彼女は、イエスのことを耳にして、群衆の中に紛れ込み、うしろから、イエスの着物にさわった。「お着物にさわることでもできれば、きっと直る」と考えていたからである。すると、すぐに、血の源がかれて、ひどい痛みが直ったことを、からだに感じた。

 クリスチャンの方は、今までもどこかでこの箇所からの説教を聞いたという方もいるでしょう。そしてもしかしたらそこで語られたことは「あなたも、この長血の女性のように熱心な信仰をもってイエスに近づきなさい」というものではなかったでしょうか。

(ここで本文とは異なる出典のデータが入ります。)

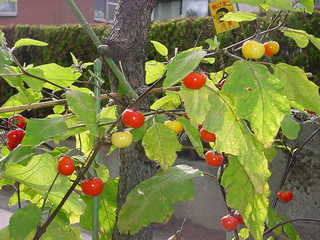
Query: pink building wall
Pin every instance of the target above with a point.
(48, 12)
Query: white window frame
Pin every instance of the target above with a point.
(108, 3)
(10, 14)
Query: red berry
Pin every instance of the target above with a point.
(11, 146)
(194, 80)
(207, 136)
(132, 118)
(229, 223)
(285, 196)
(14, 137)
(17, 121)
(65, 166)
(221, 83)
(311, 112)
(92, 187)
(238, 216)
(214, 159)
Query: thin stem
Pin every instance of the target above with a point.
(11, 74)
(18, 194)
(97, 93)
(48, 192)
(43, 105)
(42, 229)
(317, 220)
(292, 160)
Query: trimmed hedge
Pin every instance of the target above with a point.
(180, 33)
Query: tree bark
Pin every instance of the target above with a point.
(127, 43)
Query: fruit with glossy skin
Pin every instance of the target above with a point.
(194, 80)
(252, 49)
(271, 48)
(132, 118)
(207, 136)
(14, 138)
(174, 125)
(238, 216)
(121, 139)
(65, 166)
(92, 187)
(214, 159)
(17, 121)
(229, 223)
(285, 196)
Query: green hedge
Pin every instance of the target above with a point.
(180, 33)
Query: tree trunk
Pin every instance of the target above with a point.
(127, 43)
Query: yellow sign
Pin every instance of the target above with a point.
(218, 9)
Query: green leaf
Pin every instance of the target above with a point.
(297, 86)
(274, 219)
(29, 42)
(196, 103)
(59, 109)
(63, 76)
(85, 142)
(19, 154)
(208, 60)
(233, 137)
(308, 4)
(315, 41)
(38, 174)
(40, 130)
(252, 205)
(154, 71)
(259, 97)
(164, 149)
(153, 199)
(62, 232)
(85, 107)
(24, 221)
(183, 64)
(168, 102)
(244, 233)
(107, 209)
(213, 43)
(290, 127)
(24, 97)
(74, 59)
(193, 134)
(162, 49)
(239, 16)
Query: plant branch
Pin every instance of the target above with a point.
(267, 232)
(48, 192)
(18, 194)
(44, 104)
(292, 160)
(42, 229)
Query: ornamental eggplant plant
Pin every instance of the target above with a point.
(241, 115)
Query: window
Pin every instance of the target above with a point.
(111, 9)
(191, 8)
(105, 10)
(8, 8)
(166, 10)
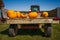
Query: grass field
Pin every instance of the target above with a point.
(27, 36)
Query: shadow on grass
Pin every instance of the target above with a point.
(31, 32)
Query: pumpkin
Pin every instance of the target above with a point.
(45, 14)
(11, 14)
(23, 15)
(33, 14)
(18, 14)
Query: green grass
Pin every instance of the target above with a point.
(55, 34)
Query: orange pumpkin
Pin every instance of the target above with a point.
(33, 14)
(23, 15)
(11, 14)
(18, 14)
(45, 14)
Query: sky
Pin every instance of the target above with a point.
(24, 5)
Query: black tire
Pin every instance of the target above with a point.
(12, 31)
(47, 30)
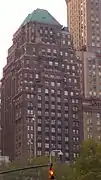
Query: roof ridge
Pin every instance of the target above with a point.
(41, 16)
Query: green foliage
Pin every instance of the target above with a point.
(86, 167)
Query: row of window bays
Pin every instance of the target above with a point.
(31, 55)
(34, 33)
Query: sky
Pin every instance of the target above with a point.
(12, 14)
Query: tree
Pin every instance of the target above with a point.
(88, 165)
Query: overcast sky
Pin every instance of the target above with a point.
(12, 14)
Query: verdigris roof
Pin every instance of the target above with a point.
(41, 16)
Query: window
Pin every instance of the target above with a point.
(39, 90)
(50, 63)
(52, 83)
(46, 91)
(36, 76)
(66, 93)
(39, 144)
(39, 128)
(66, 139)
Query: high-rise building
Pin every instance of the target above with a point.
(41, 97)
(90, 73)
(92, 119)
(84, 22)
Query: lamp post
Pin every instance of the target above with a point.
(34, 122)
(30, 150)
(55, 150)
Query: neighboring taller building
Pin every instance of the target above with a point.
(84, 22)
(41, 98)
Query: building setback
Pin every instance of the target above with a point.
(84, 22)
(41, 99)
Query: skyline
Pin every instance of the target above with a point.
(14, 13)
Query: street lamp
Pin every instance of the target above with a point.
(60, 153)
(30, 149)
(34, 122)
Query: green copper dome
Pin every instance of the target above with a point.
(41, 16)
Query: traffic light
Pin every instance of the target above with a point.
(51, 172)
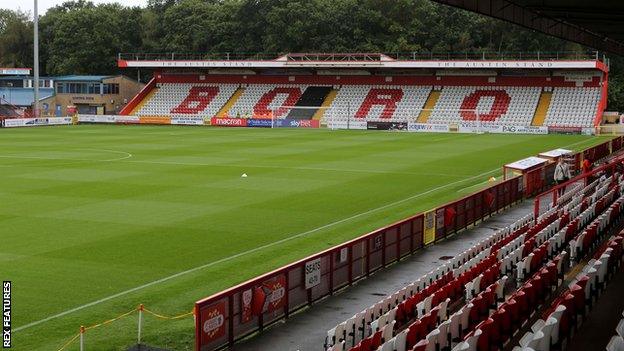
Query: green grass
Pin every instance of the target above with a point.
(80, 220)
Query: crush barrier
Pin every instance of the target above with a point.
(247, 308)
(140, 311)
(251, 306)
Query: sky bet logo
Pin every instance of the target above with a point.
(6, 315)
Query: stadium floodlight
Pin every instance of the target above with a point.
(36, 58)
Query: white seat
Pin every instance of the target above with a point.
(444, 337)
(473, 339)
(616, 344)
(620, 328)
(388, 331)
(455, 325)
(443, 314)
(400, 341)
(387, 346)
(432, 339)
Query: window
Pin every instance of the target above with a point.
(111, 88)
(94, 88)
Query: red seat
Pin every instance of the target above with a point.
(579, 297)
(477, 310)
(376, 340)
(502, 319)
(523, 304)
(421, 345)
(487, 334)
(365, 345)
(569, 316)
(401, 314)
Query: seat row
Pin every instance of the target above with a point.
(481, 285)
(470, 280)
(567, 311)
(493, 332)
(419, 295)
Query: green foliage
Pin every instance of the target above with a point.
(80, 37)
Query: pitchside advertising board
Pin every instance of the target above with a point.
(500, 129)
(345, 124)
(428, 128)
(36, 122)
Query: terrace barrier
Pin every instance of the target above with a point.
(235, 313)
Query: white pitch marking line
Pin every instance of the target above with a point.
(244, 253)
(296, 168)
(126, 156)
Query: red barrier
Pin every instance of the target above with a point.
(252, 305)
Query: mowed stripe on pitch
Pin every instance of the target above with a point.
(262, 247)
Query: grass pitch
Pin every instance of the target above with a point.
(92, 218)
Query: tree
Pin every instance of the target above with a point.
(16, 39)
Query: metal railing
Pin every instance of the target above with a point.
(368, 57)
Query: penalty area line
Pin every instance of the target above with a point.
(244, 253)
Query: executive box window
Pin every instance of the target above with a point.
(111, 88)
(87, 88)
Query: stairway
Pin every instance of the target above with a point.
(223, 112)
(142, 103)
(432, 99)
(329, 99)
(311, 97)
(542, 108)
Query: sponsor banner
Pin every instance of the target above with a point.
(213, 322)
(127, 119)
(430, 227)
(313, 273)
(428, 128)
(34, 122)
(14, 122)
(386, 125)
(465, 127)
(503, 129)
(588, 131)
(246, 308)
(154, 120)
(564, 130)
(297, 123)
(346, 124)
(275, 290)
(524, 130)
(228, 122)
(259, 122)
(193, 121)
(59, 120)
(96, 118)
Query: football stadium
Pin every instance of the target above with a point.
(337, 200)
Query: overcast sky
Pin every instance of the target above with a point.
(27, 5)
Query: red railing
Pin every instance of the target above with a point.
(223, 318)
(231, 315)
(596, 154)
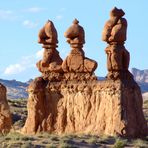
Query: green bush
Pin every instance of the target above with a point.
(120, 143)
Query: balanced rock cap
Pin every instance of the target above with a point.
(75, 31)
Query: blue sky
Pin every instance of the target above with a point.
(20, 21)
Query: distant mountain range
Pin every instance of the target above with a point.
(17, 89)
(141, 77)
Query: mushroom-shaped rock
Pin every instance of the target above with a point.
(51, 62)
(75, 34)
(116, 27)
(48, 34)
(76, 61)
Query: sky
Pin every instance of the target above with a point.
(21, 20)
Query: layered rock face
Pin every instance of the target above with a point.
(5, 115)
(106, 107)
(72, 100)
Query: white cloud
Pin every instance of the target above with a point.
(30, 24)
(39, 54)
(59, 17)
(34, 9)
(25, 63)
(62, 9)
(14, 69)
(7, 15)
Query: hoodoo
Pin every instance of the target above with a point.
(5, 115)
(68, 98)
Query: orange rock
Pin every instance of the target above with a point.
(5, 115)
(76, 61)
(51, 62)
(106, 107)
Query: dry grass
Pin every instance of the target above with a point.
(45, 140)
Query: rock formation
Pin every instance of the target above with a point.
(78, 103)
(5, 115)
(50, 65)
(76, 63)
(114, 33)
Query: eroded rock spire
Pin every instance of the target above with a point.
(76, 61)
(50, 65)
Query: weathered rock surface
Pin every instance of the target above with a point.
(118, 58)
(74, 101)
(5, 115)
(76, 61)
(93, 107)
(50, 65)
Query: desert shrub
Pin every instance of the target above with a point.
(65, 145)
(27, 144)
(92, 140)
(120, 143)
(139, 143)
(14, 136)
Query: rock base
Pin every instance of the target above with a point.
(5, 115)
(93, 107)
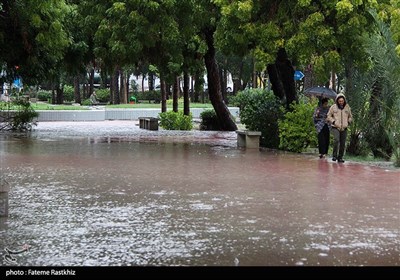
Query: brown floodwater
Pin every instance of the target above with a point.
(110, 194)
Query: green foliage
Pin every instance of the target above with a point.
(296, 130)
(260, 110)
(43, 95)
(149, 95)
(175, 121)
(209, 120)
(17, 115)
(103, 95)
(69, 93)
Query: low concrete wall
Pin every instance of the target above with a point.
(110, 114)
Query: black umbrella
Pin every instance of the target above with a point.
(320, 92)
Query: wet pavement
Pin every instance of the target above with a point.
(110, 194)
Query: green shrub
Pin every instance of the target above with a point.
(103, 95)
(260, 110)
(175, 121)
(149, 95)
(297, 130)
(69, 93)
(209, 120)
(44, 95)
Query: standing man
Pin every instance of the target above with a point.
(339, 116)
(322, 127)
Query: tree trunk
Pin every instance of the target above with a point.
(77, 91)
(122, 87)
(282, 78)
(60, 95)
(376, 135)
(186, 101)
(115, 88)
(175, 95)
(214, 86)
(163, 86)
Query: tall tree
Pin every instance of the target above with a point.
(32, 37)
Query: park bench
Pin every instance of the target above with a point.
(149, 123)
(248, 139)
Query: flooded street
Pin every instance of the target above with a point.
(111, 194)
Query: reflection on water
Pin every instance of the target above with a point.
(110, 201)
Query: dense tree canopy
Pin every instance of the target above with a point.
(32, 37)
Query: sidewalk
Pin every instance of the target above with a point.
(99, 113)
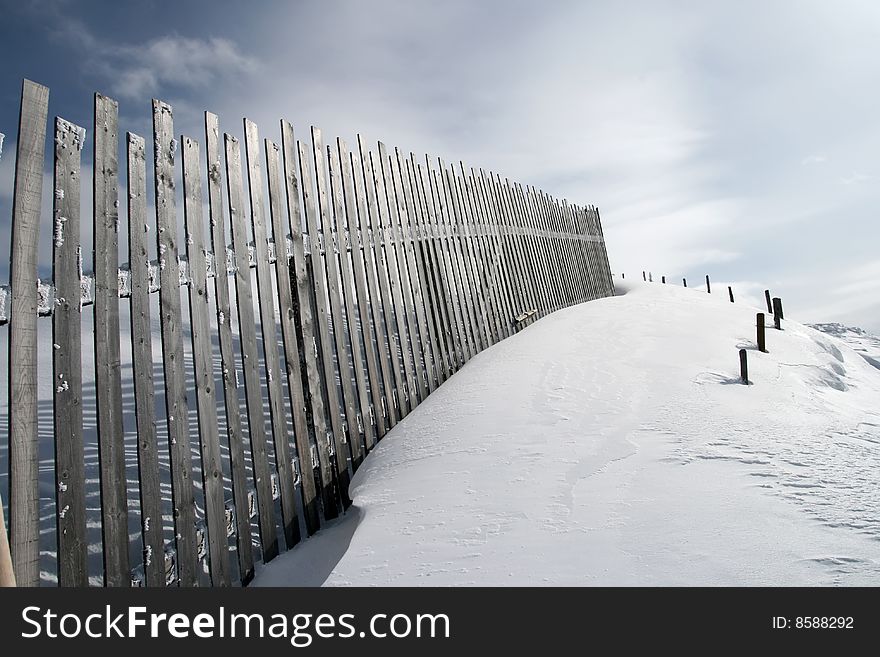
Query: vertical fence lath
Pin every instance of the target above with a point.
(389, 273)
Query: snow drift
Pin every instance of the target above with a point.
(611, 443)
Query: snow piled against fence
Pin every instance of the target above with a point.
(612, 443)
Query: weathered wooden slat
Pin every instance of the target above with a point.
(142, 366)
(345, 240)
(386, 413)
(448, 266)
(292, 345)
(67, 359)
(473, 267)
(172, 347)
(412, 282)
(471, 312)
(272, 361)
(373, 415)
(427, 224)
(430, 311)
(335, 251)
(488, 291)
(398, 276)
(24, 496)
(306, 332)
(502, 274)
(326, 287)
(397, 396)
(203, 367)
(259, 432)
(108, 379)
(234, 434)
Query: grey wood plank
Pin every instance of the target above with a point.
(430, 311)
(108, 379)
(487, 290)
(384, 262)
(471, 258)
(427, 224)
(250, 363)
(453, 296)
(398, 276)
(374, 416)
(493, 214)
(468, 294)
(203, 366)
(172, 347)
(272, 360)
(351, 298)
(142, 365)
(336, 255)
(293, 345)
(386, 413)
(70, 506)
(24, 495)
(422, 353)
(317, 217)
(301, 277)
(234, 431)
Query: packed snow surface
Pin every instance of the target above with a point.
(612, 443)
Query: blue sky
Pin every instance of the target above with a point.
(738, 139)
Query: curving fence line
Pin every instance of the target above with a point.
(200, 400)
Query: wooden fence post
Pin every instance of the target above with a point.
(7, 576)
(762, 342)
(777, 312)
(24, 494)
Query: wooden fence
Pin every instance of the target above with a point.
(312, 297)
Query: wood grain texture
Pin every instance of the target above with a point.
(351, 295)
(70, 506)
(306, 329)
(177, 410)
(386, 411)
(287, 309)
(234, 431)
(142, 365)
(374, 416)
(272, 359)
(108, 378)
(24, 497)
(203, 366)
(259, 433)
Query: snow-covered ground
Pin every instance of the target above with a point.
(612, 443)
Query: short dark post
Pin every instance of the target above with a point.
(777, 313)
(744, 366)
(762, 340)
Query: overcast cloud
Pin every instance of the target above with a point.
(737, 139)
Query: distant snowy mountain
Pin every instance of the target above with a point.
(865, 344)
(613, 443)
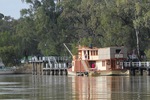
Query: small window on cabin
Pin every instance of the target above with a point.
(118, 51)
(96, 52)
(84, 52)
(108, 62)
(103, 63)
(117, 62)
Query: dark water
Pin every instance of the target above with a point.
(30, 87)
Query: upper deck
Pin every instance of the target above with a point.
(86, 53)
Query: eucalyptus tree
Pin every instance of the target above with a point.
(48, 29)
(8, 48)
(138, 12)
(84, 20)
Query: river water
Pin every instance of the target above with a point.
(36, 87)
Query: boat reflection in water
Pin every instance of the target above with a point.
(111, 88)
(44, 87)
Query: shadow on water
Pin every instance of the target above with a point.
(36, 87)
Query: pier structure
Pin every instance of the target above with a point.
(136, 67)
(50, 65)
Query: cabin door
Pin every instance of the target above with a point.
(113, 64)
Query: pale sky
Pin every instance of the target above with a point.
(12, 7)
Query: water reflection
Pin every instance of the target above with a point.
(36, 87)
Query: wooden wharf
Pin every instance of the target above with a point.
(50, 65)
(136, 67)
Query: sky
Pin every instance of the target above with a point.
(12, 7)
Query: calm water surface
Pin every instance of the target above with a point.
(31, 87)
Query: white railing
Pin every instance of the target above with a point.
(135, 64)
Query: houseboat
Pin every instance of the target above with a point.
(95, 61)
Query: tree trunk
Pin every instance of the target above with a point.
(137, 41)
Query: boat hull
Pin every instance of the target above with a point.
(6, 72)
(100, 73)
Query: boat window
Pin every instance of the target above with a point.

そうです、確かにイエス様は彼女に対して「あなたの信仰があなたを直したのです」と言われました。
 しかし次はクリスチャンではなく、求道者の方々にこうお聞きしましょう。「キリストの着物に触ることができれば、きっと直る」という一途な思い、それが信仰なのだという主張に納得できますか、という質問です。多くの求道者は、キリスト教には他の宗教にない真理があると考えて、教会に来て説教を聞いておられるのでしょう。仏教や神道には、百回お参りすれば願いが叶うという、いわゆるお百度参りと言われる教えがあります。多くの新宗教、新々宗教も、その教祖は熱心な修行の末、悟りを得たと主張します。そのようなはじめに熱心ありきという他の宗教と、着物に触りさえすればという聖書の教えはどう違うのでしょうか。
 間違えていけないのは、彼女の一途な行動がイエス様から力を引き出したのだ、これこそ信仰だという発想です。聖書によれば、救いとはイエス様が神の子であり、私の贖い主であることを告白する信仰によるのであり、決してイエス様のお着物や髪の毛に触ることではありません。ではなぜこの女性がイエス様の着物のすそに触ったときに彼女は直ったのでしょうか。それは一方的なあわれみです。父なる神の御力が、イエス様のみからだを通して働き、彼女を救いへの入口に立たせてくださったのです。説教の初めにこう問いかけました。彼女にとって本当に必要なものは何だったでしょうか。長血の病がいやされれば、それが救いなのか。そうではないでしょう。12年間、あらゆる人々に傷つけられ、避けられてきた人生そのものが回復しなければなりません。それまでの12年間さえも感謝をもって受けとめられる、心のいやしが起こらなければならないのです。それこそが彼女に必要なものだったのです。彼女は気づきません。しかしイエス様は気づいておられました。だからこそ、彼女をそのまま人混みの中に去らせようとなされなかったのです。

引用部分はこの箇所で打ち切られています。